Restrictive Cardiomyopathy in a Patient with Extrahepatic Biliary Atresia.
10.3346/jkms.2001.16.3.363
- Author:
Su Jin JEONG
1
;
Yon Ho CHOE
;
Young Jin HONG
Author Information
1. Department of Pediatrics, Inha University Hospital, Inha University College of Medicine, Inchon. cyh@smc.samsung.co.kr
- Publication Type:Case Report
- Keywords:
Bile Ducts, Extrahepatic;
Biliary Atresia;
Cardiomyopathy, Restrictive
- MeSH:
Bile Ducts, Extrahepatic/*abnormalities;
Biliary Atresia/*complications/physiopathology/radiography/ultrasonography;
Cardiomyopathy, Restrictive/*complications/physiopathology/radiography/ultrasonography;
Human;
Infant;
Lung/radiography;
Male;
Radiography, Thoracic
- From:Journal of Korean Medical Science
2001;16(3):363-365
- CountryRepublic of Korea
- Language:English
-
Abstract:
The most commonly associated anomalies in patients with extrahepatic biliary atresia are cardiovascular, digestive and splenic defects. Of the cardiovascular anomalies, there are very few reports of biliary atresia with cardiomyopathy. We report the first case of a child with extrahepatic biliary atresia and restrictive cardiomyopathy. The patient was a 13-month-old boy diagnosed with extrahepatic biliary atresia at the age of 2 months, when he underwent laparotomy for definite diagnosis.Hepatic portoenterostomy was performed after confirmative cholangiogram. Recently, he developed severe cough and dyspnea, and his respiratory symptoms worsened. Chest radiograph showed cardiomegaly.

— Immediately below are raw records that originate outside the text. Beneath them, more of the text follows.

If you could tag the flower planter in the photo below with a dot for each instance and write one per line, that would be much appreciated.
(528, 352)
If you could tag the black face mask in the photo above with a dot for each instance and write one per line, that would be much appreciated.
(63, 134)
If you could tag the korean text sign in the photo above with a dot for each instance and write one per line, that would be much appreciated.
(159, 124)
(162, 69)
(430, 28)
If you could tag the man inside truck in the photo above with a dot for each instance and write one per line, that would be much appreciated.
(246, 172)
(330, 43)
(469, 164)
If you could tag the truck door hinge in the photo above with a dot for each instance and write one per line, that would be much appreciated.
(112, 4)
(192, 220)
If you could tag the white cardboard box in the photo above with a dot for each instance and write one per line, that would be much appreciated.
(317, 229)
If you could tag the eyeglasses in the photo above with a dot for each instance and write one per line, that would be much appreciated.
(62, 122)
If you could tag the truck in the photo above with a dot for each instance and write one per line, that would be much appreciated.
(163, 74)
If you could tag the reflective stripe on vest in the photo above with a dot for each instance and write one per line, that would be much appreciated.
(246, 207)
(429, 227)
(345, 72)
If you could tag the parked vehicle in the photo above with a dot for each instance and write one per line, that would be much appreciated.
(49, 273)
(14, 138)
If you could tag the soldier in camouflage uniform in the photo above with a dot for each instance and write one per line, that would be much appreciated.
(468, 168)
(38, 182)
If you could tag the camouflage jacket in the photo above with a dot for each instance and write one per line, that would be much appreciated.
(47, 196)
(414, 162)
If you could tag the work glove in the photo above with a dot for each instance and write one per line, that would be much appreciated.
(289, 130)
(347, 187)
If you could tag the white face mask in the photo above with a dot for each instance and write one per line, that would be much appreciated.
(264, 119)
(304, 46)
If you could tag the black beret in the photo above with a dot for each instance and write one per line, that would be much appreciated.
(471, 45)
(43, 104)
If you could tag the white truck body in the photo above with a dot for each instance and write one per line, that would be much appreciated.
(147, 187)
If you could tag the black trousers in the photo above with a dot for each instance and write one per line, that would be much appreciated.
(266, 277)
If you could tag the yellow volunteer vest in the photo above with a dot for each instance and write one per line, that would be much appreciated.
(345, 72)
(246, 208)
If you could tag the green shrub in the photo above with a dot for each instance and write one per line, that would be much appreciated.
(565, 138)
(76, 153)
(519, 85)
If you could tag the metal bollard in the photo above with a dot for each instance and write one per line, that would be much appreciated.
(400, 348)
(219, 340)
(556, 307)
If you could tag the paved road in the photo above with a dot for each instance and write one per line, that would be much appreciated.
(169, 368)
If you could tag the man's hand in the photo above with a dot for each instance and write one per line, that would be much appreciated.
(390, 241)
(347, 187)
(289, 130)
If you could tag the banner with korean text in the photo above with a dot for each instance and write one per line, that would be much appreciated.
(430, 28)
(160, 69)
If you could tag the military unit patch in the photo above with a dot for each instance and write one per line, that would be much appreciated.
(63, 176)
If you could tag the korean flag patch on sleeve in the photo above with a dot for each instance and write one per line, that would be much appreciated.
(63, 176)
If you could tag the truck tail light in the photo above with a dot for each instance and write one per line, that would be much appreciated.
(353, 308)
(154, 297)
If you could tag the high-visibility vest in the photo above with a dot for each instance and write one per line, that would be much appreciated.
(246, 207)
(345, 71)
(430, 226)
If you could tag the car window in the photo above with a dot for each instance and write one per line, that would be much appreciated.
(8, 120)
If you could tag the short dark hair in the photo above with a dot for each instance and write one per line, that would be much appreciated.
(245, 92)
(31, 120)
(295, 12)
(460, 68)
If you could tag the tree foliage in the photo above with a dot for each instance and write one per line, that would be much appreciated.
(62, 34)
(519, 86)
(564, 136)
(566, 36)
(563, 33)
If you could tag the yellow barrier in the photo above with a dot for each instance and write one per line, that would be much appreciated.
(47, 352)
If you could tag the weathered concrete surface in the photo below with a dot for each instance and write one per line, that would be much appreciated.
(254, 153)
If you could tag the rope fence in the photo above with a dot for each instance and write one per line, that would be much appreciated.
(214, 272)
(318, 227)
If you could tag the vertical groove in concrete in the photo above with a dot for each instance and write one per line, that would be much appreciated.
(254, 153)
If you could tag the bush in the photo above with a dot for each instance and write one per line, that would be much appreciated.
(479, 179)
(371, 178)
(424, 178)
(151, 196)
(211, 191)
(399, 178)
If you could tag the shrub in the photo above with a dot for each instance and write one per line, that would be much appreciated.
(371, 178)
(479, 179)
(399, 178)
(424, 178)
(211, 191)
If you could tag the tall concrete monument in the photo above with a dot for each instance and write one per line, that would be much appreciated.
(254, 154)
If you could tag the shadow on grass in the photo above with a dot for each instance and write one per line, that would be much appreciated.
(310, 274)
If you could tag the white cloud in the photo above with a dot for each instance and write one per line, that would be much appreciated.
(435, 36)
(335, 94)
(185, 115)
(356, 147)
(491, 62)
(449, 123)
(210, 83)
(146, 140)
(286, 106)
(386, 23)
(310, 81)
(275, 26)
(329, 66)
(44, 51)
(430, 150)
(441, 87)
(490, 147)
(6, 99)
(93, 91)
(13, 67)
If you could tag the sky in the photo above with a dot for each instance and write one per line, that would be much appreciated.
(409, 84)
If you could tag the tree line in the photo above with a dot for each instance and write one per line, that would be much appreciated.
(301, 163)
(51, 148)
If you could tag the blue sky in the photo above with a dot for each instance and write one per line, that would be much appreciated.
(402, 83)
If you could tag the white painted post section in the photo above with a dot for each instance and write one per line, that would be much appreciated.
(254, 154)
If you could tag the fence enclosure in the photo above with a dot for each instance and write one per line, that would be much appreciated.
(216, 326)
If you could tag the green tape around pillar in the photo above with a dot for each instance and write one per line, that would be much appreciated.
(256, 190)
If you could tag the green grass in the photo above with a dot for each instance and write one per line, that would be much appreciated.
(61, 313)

Two- dimensional echocardiography showed marked biatrial enlargement. On M- mode echocardiogram, a slight increase in left ventricular dimension was seen in early diastole with a relatively good left ventricular function. Mitral inflow Doppler tracing showed an increased E-velocity (1.1 m/sec) with decreased deceleration time (75 m/sec), and increased E/A ratio (0.33). He was diagnosed as having restrictive cardiomyopathy with characteristic echocardiographic features.